The mementos pertain to the family of Victor P. Dunkelberg (1869-1960), a Pekin businessman and former city alderman who has a brief biographical sketch in Ben C. Allensworth’s 1905 “History of Tazewell County.” The donated items include a 1931-32 Jefferson School Parent-Teacher Association membership card stub for Victor’s wife Martha Spoonhoff Dunkelberg (1871-1946), an American Legion Auxiliary membership card for Martha dated Oct. 15, 1932, and a grade school report card for Victor and Martha’s son Louis P. Dunkelberg (1896-1976).

The most interesting of the donated items, however, are five telegrams – the first sent to Victor Dunkelberg in March of 1892 and the other four sent to him in July of 1897. The first tells of the news of the passing of Victor’s mother Louise Prescott Dunkelberg (1845-1892), while the other telegrams deal with the sickness and death of Victor’s father Moses C. Dunkelberg (1838-1897), along with arrangements for his funeral and for the settling of his estate. Moses apparently had died in California.

The first telegram was sent from Chicago by Western Union, and was received at 216 Court St., Pekin. A handwritten text, it is dated “3 / 7 1892,” which apparently means March 7, 1892 (although the number 2 in “1892” is incomplete and looks like a 7). The brief telegram text says, “Mother died today. Be home tomorrow one thirty pm. Sent word to Larish and Edd,” and is signed, “M. C. Dunkleburg.” That is Victor’s father Moses C. Dunkelberg, but it’s unknown who “Larish” and “Edd” were.

This telegram, sent March 7, 1892, communicated the news of the death of Mrs. Louise St. Clair Prescott Dunkelberg, mother of Pekin attorney Louis Prescott Dunkelberg. The telegram is among several mementos of the Dunkelberg family recently donated to the Pekin Public Library's Local History Room collection.

This telegram, sent March 7, 1892, communicated the news of the death of Mrs. Louise St. Clair Prescott Dunkelberg, mother of Pekin attorney Louis Prescott Dunkelberg. The telegram is among several mementos of the Dunkelberg family recently donated to the Pekin Public Library’s Local History Room collection.

The four remaining telegrams were sent from Los Angeles, Calif., by the Postal Telegraph-Cable Company.

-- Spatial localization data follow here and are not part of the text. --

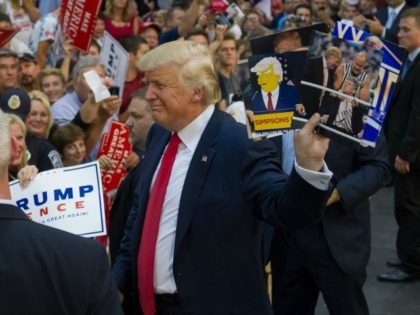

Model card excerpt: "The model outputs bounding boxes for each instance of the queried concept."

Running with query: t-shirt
[28,12,64,67]
[104,15,136,42]
[121,71,145,115]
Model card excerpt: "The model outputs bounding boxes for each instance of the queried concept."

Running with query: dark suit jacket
[113,108,331,314]
[0,203,123,314]
[297,56,325,116]
[270,134,391,275]
[375,4,411,44]
[250,84,298,113]
[384,54,420,171]
[109,164,142,265]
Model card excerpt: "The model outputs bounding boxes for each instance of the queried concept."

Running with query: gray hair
[72,56,103,78]
[0,110,11,172]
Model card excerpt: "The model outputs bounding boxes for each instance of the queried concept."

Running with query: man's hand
[214,24,228,41]
[97,96,122,121]
[394,155,410,174]
[98,155,113,171]
[353,15,366,28]
[17,165,38,188]
[364,17,384,36]
[123,152,140,171]
[294,113,330,171]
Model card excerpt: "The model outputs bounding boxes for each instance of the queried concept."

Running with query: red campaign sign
[61,0,102,52]
[0,27,19,48]
[98,121,132,193]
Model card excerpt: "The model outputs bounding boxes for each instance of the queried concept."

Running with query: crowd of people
[0,0,419,314]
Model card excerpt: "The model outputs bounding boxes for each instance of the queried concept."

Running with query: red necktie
[137,133,181,315]
[267,92,274,111]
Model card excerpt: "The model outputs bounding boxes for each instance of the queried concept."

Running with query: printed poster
[97,120,132,193]
[9,162,106,237]
[100,31,128,98]
[0,27,19,47]
[61,0,102,52]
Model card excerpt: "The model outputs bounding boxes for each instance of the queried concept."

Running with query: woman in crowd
[104,0,139,42]
[51,124,87,167]
[5,113,38,187]
[25,90,63,171]
[37,68,67,105]
[26,90,53,139]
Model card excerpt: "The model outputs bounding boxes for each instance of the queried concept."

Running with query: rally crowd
[0,0,420,314]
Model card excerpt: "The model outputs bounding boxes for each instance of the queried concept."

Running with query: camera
[109,86,120,96]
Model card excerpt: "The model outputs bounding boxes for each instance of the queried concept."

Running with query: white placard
[100,31,128,98]
[83,69,111,102]
[9,162,106,238]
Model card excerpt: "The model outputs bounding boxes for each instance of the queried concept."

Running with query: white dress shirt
[153,105,215,293]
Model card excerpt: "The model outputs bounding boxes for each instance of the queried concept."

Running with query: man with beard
[18,53,40,93]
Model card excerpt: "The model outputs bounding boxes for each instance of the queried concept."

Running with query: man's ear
[9,136,18,164]
[192,86,204,103]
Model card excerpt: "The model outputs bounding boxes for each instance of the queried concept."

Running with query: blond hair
[28,90,53,138]
[139,40,221,105]
[324,46,342,60]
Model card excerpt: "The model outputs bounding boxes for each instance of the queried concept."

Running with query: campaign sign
[100,31,128,98]
[97,121,132,193]
[61,0,102,52]
[0,27,19,47]
[9,162,106,238]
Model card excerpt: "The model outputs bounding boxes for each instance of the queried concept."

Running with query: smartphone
[109,86,120,96]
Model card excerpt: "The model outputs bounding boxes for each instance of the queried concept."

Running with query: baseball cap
[19,52,37,63]
[0,88,31,120]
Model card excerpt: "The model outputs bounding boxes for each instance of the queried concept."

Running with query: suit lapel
[394,54,420,96]
[174,109,224,253]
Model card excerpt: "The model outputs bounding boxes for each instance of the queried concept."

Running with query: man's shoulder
[52,92,81,116]
[53,91,79,106]
[1,203,99,251]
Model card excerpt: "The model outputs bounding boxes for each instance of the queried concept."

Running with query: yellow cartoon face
[257,64,281,93]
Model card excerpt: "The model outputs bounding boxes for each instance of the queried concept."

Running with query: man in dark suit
[379,7,420,282]
[355,0,411,44]
[269,131,391,315]
[0,111,123,314]
[113,40,333,315]
[296,47,342,117]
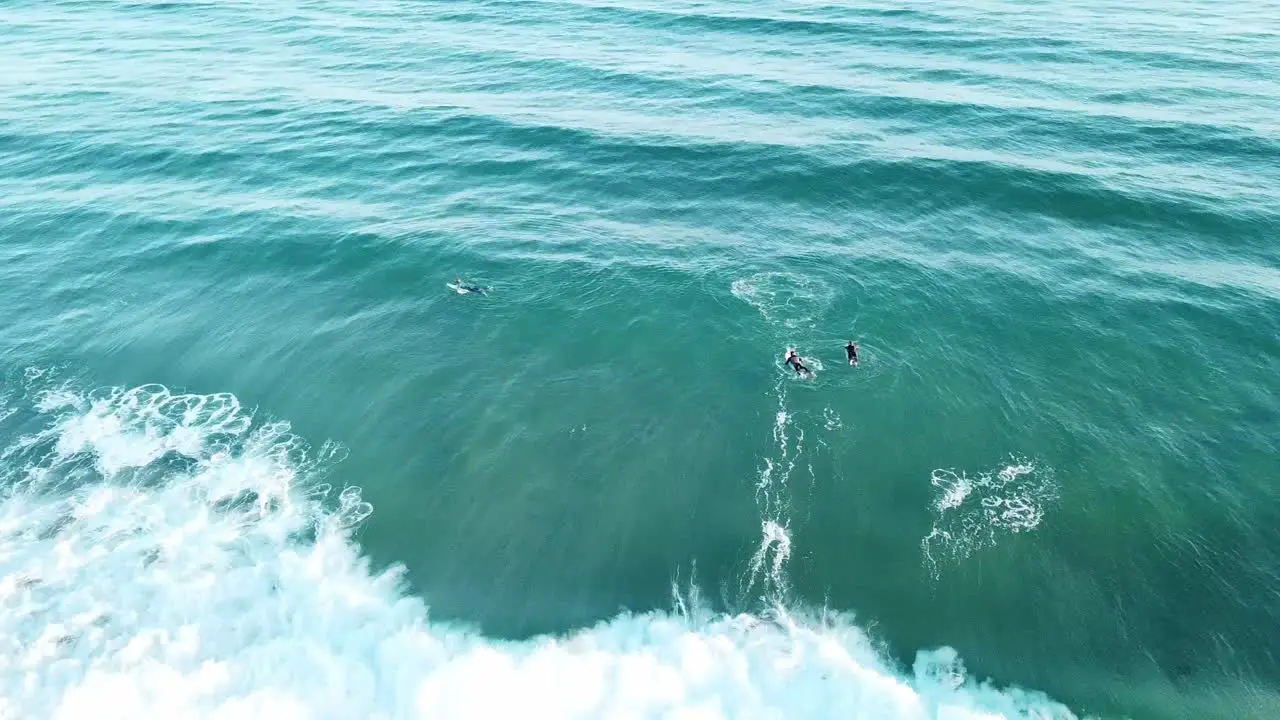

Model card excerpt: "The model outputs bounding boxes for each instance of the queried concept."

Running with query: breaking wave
[0,373,1078,718]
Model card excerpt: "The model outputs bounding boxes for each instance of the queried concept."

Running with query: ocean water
[1,0,1278,718]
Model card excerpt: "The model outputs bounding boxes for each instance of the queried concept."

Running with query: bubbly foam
[921,459,1056,578]
[743,393,799,603]
[730,272,835,330]
[742,383,814,610]
[0,376,1079,719]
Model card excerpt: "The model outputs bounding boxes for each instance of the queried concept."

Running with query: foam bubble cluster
[0,377,1079,719]
[921,460,1057,578]
[730,272,835,330]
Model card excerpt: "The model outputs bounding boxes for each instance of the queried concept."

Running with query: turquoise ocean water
[2,1,1279,718]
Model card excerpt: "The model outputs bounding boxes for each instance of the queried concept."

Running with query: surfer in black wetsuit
[784,349,810,376]
[846,341,859,366]
[456,276,488,295]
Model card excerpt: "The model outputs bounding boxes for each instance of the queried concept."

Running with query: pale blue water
[2,1,1279,718]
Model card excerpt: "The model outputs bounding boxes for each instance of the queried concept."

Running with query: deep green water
[2,1,1279,718]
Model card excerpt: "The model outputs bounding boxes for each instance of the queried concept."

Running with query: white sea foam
[744,393,800,604]
[730,272,834,330]
[921,459,1056,578]
[0,378,1080,719]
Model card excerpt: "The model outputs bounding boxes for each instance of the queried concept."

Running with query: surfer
[784,349,810,376]
[455,276,488,295]
[846,341,859,366]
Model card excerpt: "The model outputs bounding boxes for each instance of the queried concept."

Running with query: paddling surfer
[784,349,811,376]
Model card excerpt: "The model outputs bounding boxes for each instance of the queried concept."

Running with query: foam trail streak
[743,381,804,605]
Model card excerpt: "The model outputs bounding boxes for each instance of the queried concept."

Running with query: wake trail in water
[732,272,833,607]
[742,383,800,605]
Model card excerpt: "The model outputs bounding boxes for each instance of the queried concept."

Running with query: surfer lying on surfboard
[846,341,859,366]
[784,349,811,376]
[454,276,489,295]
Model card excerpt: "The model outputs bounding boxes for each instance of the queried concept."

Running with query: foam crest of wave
[0,378,1077,719]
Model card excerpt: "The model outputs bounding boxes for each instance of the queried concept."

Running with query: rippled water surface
[2,1,1279,718]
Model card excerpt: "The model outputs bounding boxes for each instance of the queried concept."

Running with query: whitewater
[0,371,1076,719]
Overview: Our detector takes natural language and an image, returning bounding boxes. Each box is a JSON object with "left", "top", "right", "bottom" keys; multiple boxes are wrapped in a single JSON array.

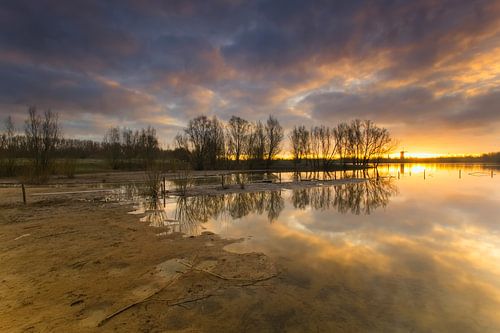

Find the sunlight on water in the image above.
[{"left": 121, "top": 164, "right": 500, "bottom": 331}]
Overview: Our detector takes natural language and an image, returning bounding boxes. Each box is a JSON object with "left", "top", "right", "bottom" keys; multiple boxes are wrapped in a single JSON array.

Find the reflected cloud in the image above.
[{"left": 102, "top": 165, "right": 500, "bottom": 330}]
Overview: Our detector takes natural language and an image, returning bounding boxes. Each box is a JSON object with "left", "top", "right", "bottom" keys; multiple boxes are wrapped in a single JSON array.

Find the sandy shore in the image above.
[
  {"left": 0, "top": 176, "right": 366, "bottom": 332},
  {"left": 0, "top": 197, "right": 280, "bottom": 332}
]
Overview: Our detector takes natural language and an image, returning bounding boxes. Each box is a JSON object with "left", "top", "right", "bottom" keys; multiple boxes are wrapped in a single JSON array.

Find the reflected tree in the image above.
[
  {"left": 265, "top": 191, "right": 285, "bottom": 222},
  {"left": 292, "top": 178, "right": 397, "bottom": 215}
]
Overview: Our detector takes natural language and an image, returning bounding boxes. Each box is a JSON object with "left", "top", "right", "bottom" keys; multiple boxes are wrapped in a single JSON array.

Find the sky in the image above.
[{"left": 0, "top": 0, "right": 499, "bottom": 155}]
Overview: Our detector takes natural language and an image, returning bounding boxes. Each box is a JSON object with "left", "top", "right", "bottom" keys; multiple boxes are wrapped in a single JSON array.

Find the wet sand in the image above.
[{"left": 0, "top": 193, "right": 280, "bottom": 332}]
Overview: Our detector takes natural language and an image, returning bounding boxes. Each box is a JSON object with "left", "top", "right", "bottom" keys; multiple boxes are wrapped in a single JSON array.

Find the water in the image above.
[{"left": 128, "top": 164, "right": 500, "bottom": 332}]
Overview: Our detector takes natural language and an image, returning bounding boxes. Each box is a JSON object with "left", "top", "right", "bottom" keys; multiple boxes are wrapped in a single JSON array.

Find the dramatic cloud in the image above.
[{"left": 0, "top": 0, "right": 499, "bottom": 153}]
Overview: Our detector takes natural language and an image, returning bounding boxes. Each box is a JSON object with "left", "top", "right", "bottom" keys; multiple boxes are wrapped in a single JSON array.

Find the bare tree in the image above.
[
  {"left": 185, "top": 116, "right": 210, "bottom": 169},
  {"left": 290, "top": 126, "right": 301, "bottom": 167},
  {"left": 264, "top": 115, "right": 284, "bottom": 168},
  {"left": 309, "top": 126, "right": 322, "bottom": 169},
  {"left": 247, "top": 121, "right": 266, "bottom": 168},
  {"left": 333, "top": 122, "right": 350, "bottom": 167},
  {"left": 139, "top": 126, "right": 159, "bottom": 168},
  {"left": 121, "top": 128, "right": 136, "bottom": 168},
  {"left": 348, "top": 119, "right": 363, "bottom": 165},
  {"left": 24, "top": 107, "right": 60, "bottom": 180},
  {"left": 360, "top": 120, "right": 394, "bottom": 167},
  {"left": 227, "top": 115, "right": 250, "bottom": 168},
  {"left": 316, "top": 125, "right": 338, "bottom": 169},
  {"left": 1, "top": 116, "right": 17, "bottom": 176},
  {"left": 332, "top": 120, "right": 395, "bottom": 168},
  {"left": 184, "top": 115, "right": 225, "bottom": 170},
  {"left": 289, "top": 125, "right": 309, "bottom": 168},
  {"left": 104, "top": 127, "right": 121, "bottom": 169}
]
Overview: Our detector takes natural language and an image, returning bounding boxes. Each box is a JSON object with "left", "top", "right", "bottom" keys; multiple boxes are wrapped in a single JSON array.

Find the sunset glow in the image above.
[
  {"left": 2, "top": 3, "right": 500, "bottom": 332},
  {"left": 0, "top": 1, "right": 499, "bottom": 155}
]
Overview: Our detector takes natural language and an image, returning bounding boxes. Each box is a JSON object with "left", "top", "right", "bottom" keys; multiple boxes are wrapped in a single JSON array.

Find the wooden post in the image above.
[
  {"left": 279, "top": 172, "right": 282, "bottom": 183},
  {"left": 424, "top": 169, "right": 426, "bottom": 180},
  {"left": 162, "top": 178, "right": 166, "bottom": 207},
  {"left": 221, "top": 174, "right": 224, "bottom": 188},
  {"left": 21, "top": 184, "right": 26, "bottom": 205},
  {"left": 398, "top": 170, "right": 400, "bottom": 179},
  {"left": 459, "top": 170, "right": 461, "bottom": 179}
]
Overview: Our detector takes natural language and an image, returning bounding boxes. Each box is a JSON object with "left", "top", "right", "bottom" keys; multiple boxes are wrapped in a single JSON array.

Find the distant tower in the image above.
[{"left": 400, "top": 150, "right": 405, "bottom": 160}]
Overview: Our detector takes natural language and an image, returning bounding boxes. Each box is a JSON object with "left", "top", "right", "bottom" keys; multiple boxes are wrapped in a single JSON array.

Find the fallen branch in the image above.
[
  {"left": 178, "top": 260, "right": 280, "bottom": 283},
  {"left": 150, "top": 293, "right": 215, "bottom": 307},
  {"left": 98, "top": 267, "right": 188, "bottom": 327},
  {"left": 98, "top": 258, "right": 279, "bottom": 327}
]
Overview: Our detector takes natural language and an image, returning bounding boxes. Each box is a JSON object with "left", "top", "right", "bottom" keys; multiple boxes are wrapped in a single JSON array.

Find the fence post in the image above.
[{"left": 21, "top": 184, "right": 26, "bottom": 205}]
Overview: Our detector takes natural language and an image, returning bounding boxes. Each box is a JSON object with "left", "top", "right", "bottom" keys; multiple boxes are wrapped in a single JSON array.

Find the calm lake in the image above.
[{"left": 132, "top": 164, "right": 500, "bottom": 332}]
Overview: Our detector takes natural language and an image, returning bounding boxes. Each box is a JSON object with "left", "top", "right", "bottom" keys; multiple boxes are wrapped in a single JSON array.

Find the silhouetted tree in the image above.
[
  {"left": 333, "top": 122, "right": 350, "bottom": 167},
  {"left": 264, "top": 115, "right": 284, "bottom": 168},
  {"left": 247, "top": 121, "right": 266, "bottom": 168},
  {"left": 184, "top": 115, "right": 225, "bottom": 170},
  {"left": 227, "top": 115, "right": 250, "bottom": 168},
  {"left": 290, "top": 125, "right": 309, "bottom": 168}
]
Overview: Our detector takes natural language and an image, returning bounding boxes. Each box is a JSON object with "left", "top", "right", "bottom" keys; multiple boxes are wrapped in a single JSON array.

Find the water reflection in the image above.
[
  {"left": 133, "top": 177, "right": 396, "bottom": 235},
  {"left": 173, "top": 191, "right": 285, "bottom": 232},
  {"left": 205, "top": 164, "right": 500, "bottom": 332},
  {"left": 292, "top": 178, "right": 397, "bottom": 215},
  {"left": 115, "top": 164, "right": 500, "bottom": 331}
]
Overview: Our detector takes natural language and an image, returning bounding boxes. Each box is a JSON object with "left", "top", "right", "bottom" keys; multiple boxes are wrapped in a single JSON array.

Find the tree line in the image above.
[
  {"left": 1, "top": 106, "right": 400, "bottom": 180},
  {"left": 0, "top": 107, "right": 63, "bottom": 180},
  {"left": 103, "top": 126, "right": 160, "bottom": 170},
  {"left": 289, "top": 119, "right": 395, "bottom": 169},
  {"left": 175, "top": 116, "right": 395, "bottom": 170},
  {"left": 0, "top": 107, "right": 162, "bottom": 179},
  {"left": 175, "top": 115, "right": 284, "bottom": 170}
]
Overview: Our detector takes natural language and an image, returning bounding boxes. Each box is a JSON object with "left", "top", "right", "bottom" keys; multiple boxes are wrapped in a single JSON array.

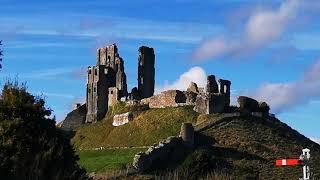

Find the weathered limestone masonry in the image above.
[
  {"left": 86, "top": 65, "right": 116, "bottom": 123},
  {"left": 133, "top": 123, "right": 194, "bottom": 172},
  {"left": 86, "top": 44, "right": 129, "bottom": 123},
  {"left": 86, "top": 44, "right": 156, "bottom": 124},
  {"left": 138, "top": 46, "right": 155, "bottom": 99},
  {"left": 237, "top": 96, "right": 270, "bottom": 116},
  {"left": 108, "top": 87, "right": 120, "bottom": 107},
  {"left": 112, "top": 112, "right": 133, "bottom": 126},
  {"left": 194, "top": 75, "right": 231, "bottom": 114},
  {"left": 141, "top": 90, "right": 187, "bottom": 108}
]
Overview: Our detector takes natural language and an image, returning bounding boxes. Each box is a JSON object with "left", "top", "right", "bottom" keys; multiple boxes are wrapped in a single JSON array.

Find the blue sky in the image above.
[{"left": 1, "top": 0, "right": 320, "bottom": 142}]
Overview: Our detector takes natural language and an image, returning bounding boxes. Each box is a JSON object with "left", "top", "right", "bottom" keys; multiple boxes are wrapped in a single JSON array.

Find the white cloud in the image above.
[
  {"left": 250, "top": 58, "right": 320, "bottom": 113},
  {"left": 191, "top": 0, "right": 301, "bottom": 62},
  {"left": 155, "top": 66, "right": 207, "bottom": 94}
]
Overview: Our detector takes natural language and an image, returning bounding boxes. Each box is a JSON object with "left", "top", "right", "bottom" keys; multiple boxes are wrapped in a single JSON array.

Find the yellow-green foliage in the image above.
[{"left": 72, "top": 106, "right": 199, "bottom": 149}]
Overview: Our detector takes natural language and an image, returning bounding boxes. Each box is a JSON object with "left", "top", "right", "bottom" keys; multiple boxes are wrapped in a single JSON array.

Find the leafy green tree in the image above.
[{"left": 0, "top": 81, "right": 87, "bottom": 180}]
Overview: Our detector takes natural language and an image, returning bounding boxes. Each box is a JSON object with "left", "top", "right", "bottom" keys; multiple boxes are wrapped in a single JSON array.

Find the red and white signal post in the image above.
[{"left": 276, "top": 148, "right": 310, "bottom": 180}]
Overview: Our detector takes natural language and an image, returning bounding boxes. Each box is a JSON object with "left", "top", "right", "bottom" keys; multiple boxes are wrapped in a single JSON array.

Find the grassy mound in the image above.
[
  {"left": 72, "top": 104, "right": 320, "bottom": 179},
  {"left": 72, "top": 105, "right": 199, "bottom": 149},
  {"left": 190, "top": 115, "right": 320, "bottom": 179}
]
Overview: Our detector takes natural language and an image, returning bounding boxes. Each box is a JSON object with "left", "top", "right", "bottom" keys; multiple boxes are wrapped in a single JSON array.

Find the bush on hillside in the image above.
[{"left": 0, "top": 81, "right": 87, "bottom": 180}]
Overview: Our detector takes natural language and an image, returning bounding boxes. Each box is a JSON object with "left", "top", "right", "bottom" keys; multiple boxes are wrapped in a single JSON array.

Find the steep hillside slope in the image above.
[{"left": 190, "top": 114, "right": 320, "bottom": 179}]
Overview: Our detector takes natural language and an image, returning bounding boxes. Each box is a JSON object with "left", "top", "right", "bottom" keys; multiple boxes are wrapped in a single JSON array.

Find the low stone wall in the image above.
[
  {"left": 141, "top": 90, "right": 186, "bottom": 108},
  {"left": 112, "top": 112, "right": 133, "bottom": 126},
  {"left": 58, "top": 104, "right": 86, "bottom": 131},
  {"left": 141, "top": 90, "right": 197, "bottom": 108},
  {"left": 133, "top": 123, "right": 194, "bottom": 172}
]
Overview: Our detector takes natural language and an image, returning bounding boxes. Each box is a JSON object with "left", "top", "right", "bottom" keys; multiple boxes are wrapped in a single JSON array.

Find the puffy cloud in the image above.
[
  {"left": 250, "top": 58, "right": 320, "bottom": 113},
  {"left": 155, "top": 66, "right": 207, "bottom": 94},
  {"left": 191, "top": 0, "right": 301, "bottom": 62}
]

They all came from a certain “I. R. Dunkelberger,” and he addressed them to “Victor Dunkelberger, Pekin, Ill.” The “-er” suffix on the surname apparently was a variant form of this family’s name. I. R. Dunkelberger obviously was related to Victor and Moses, but the exact nature of their kinship is unknown. The published obituaries of Victor and Martha Dunkelberg in the Pekin Daily Times do not mention anyone of that name among their next of kin. It could have been a brother of Moses Dunkelberg.

The first of these four telegrams, dated July 12, 1897, says, “Condition same will write today Letter and draft reach you about tomorrow Your Father don’t know we wired.” Two days later came a telegram saying, “Your Father greatly improved, Wire at his request Will write.” But three days later, Moses passed away, and the next day, July 18, I. R. Dunkelberger wired, “Will send Body Tuesday W F Co or come myself.” The last telegram, sent later the same afternoon, says, “Start Tuesday with remains. Letters Administration necessary immediately here protect property, No Executor named in Will. You and Ruby sole beneficiaries, If desired wire me immediately Jointly requesting my appointment Administrator.”

Victor’s parents are both buried in Lakeside Cemetery in Pekin. Curiously, although the telegram says his mother Louise had died on March 7, her gravestone shows her date of death as March 8. Victor and his wife Martha are also buried in Lakeside Cemetery, as are their sons Ferdinand C. Dunkelberg and Louis P. Dunkelberg. The younger son, Louis, was a long-time Pekin attorney with a law office on the second floor of the old Pekin Times Building at the corner of Fourth and Elizabeth streets. Louis P. Dunkelberg served as Tazewell County State’s Attorney in the early 1930s, and his most prominent case was the failed prosecution of three Tazewell County Sheriff’s deputies for the beating death of Tazewell County jail inmate Martin Virant in 1932.